Research Reports - Treating benign paroxysmal positional vertigo in the patient with traumatic brain injury

J Neurosci Nurs. 2016 Apr;48(2):90-9. doi: 10.1097/JNN.0000000000000186.

Ouchterlony D(1), Masanic C, Michalak A, Topolovec-Vranic J, Rutka JA.

OBJECTIVE: The aim of this study was to determine the effectiveness of the
canalith repositioning procedure (CRP) in the treatment of benign paroxysmal
positional vertigo (BPPV) among patients after mild-to-moderate traumatic brain
injury.
METHODS: An unblinded, nonrandomized, case comparison interventional study with
repeated measures (1, 5, 9, and 12 weeks postenrollment) of three groups of
patients with traumatic brain injury (BPPV, n = 21; nonspecific dizziness, n =
23; no dizziness, n = 12) was conducted.
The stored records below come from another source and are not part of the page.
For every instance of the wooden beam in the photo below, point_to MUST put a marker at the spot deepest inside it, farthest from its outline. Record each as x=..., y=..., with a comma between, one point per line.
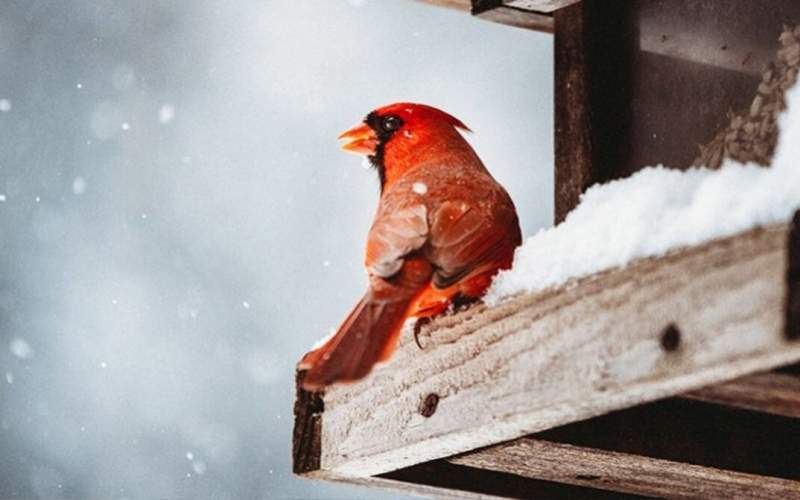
x=793, y=281
x=454, y=481
x=775, y=393
x=573, y=145
x=615, y=471
x=660, y=327
x=691, y=431
x=463, y=5
x=547, y=6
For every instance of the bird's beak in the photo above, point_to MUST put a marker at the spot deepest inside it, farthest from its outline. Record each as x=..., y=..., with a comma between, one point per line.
x=361, y=139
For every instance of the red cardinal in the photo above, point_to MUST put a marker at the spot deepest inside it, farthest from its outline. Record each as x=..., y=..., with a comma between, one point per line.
x=444, y=227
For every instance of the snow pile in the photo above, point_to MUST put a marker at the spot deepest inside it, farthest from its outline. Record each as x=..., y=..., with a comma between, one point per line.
x=657, y=210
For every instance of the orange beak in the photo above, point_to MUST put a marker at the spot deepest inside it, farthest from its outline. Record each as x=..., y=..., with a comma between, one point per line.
x=361, y=140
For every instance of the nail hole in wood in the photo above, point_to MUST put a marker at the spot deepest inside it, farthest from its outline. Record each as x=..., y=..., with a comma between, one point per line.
x=671, y=338
x=429, y=405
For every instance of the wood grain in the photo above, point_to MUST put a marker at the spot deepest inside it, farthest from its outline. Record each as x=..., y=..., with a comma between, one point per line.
x=464, y=5
x=499, y=13
x=573, y=144
x=547, y=6
x=774, y=393
x=566, y=354
x=792, y=319
x=623, y=472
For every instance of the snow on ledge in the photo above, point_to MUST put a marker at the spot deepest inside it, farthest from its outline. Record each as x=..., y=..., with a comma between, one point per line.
x=657, y=210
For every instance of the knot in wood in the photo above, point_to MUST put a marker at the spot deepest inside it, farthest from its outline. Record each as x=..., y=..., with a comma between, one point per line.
x=671, y=338
x=429, y=404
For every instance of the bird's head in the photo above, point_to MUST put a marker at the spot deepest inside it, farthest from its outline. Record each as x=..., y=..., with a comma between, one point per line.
x=400, y=136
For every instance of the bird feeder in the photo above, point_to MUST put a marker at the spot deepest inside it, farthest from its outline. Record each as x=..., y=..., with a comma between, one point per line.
x=675, y=376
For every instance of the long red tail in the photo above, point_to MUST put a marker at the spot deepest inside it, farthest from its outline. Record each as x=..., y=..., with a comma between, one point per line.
x=368, y=335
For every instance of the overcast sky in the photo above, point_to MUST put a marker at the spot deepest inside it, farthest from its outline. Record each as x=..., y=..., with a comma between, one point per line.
x=177, y=224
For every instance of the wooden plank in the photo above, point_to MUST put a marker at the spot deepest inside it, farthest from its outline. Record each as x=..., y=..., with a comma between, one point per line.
x=793, y=282
x=545, y=359
x=573, y=146
x=308, y=408
x=464, y=5
x=458, y=481
x=547, y=6
x=496, y=11
x=775, y=393
x=610, y=470
x=691, y=431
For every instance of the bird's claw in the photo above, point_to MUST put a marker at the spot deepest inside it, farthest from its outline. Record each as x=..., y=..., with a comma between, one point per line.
x=418, y=327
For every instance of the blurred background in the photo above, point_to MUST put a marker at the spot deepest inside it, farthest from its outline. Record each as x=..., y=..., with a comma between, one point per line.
x=177, y=225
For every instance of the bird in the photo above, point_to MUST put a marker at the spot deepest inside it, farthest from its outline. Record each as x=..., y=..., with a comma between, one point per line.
x=444, y=227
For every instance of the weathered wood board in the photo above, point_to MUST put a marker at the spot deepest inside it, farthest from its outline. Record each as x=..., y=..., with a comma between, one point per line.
x=657, y=328
x=614, y=471
x=774, y=393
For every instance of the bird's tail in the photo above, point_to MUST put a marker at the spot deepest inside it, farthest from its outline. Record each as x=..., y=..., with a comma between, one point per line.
x=368, y=335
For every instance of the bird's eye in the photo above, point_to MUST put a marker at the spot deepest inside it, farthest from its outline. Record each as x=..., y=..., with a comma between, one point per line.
x=391, y=123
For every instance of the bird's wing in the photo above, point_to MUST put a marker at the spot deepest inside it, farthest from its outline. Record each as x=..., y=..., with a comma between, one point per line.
x=393, y=236
x=466, y=237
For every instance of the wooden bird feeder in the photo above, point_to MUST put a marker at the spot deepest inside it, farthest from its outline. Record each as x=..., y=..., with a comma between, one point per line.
x=675, y=376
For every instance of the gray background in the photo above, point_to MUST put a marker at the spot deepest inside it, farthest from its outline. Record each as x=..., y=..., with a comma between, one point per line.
x=177, y=225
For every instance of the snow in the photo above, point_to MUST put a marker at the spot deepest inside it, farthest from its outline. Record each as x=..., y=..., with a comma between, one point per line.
x=20, y=348
x=166, y=113
x=658, y=210
x=79, y=185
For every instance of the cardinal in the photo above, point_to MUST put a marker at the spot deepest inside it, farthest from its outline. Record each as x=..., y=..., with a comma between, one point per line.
x=444, y=227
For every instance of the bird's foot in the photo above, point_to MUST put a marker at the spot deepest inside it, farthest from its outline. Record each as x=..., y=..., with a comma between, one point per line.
x=418, y=327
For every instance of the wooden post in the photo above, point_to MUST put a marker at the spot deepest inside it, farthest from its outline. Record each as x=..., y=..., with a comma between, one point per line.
x=308, y=408
x=793, y=281
x=573, y=155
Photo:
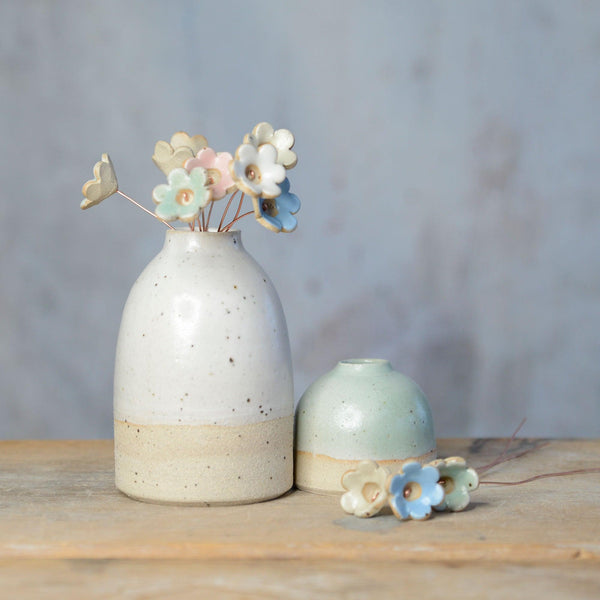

Patients in the BPPV group received the
CRP at baseline and repeatedly until a negative Dix-Hallpike Maneuver was
observed. Participants in the other two groups did not receive the CRP.
RESULTS: Symptom resolution at the 12-week follow-up was observed in 75% of
patients in the BPPV group versus 8.3% in the nonspecific dizziness group (p =
.0006). A significant Group × Time interaction was observed for the Dizziness
Handicap Inventory (F = 4.2, p = .003) and 36-item Short Form Health
Questionnaire physical component scores (F = 2.16, p = .035) with the BPPV group
showing significantly improved scores by the 12-week follow-up. Although there
were between-group differences on the 36-item Short Form Health Questionnaire
mental health component scores (F = 4.06, p = .022), changes over time were not
significant in the groups.
CONCLUSIONS: Treatment with the CRP for posttraumatic BPPV resulted in
significant symptom resolution and improvement in perceived physical health
status.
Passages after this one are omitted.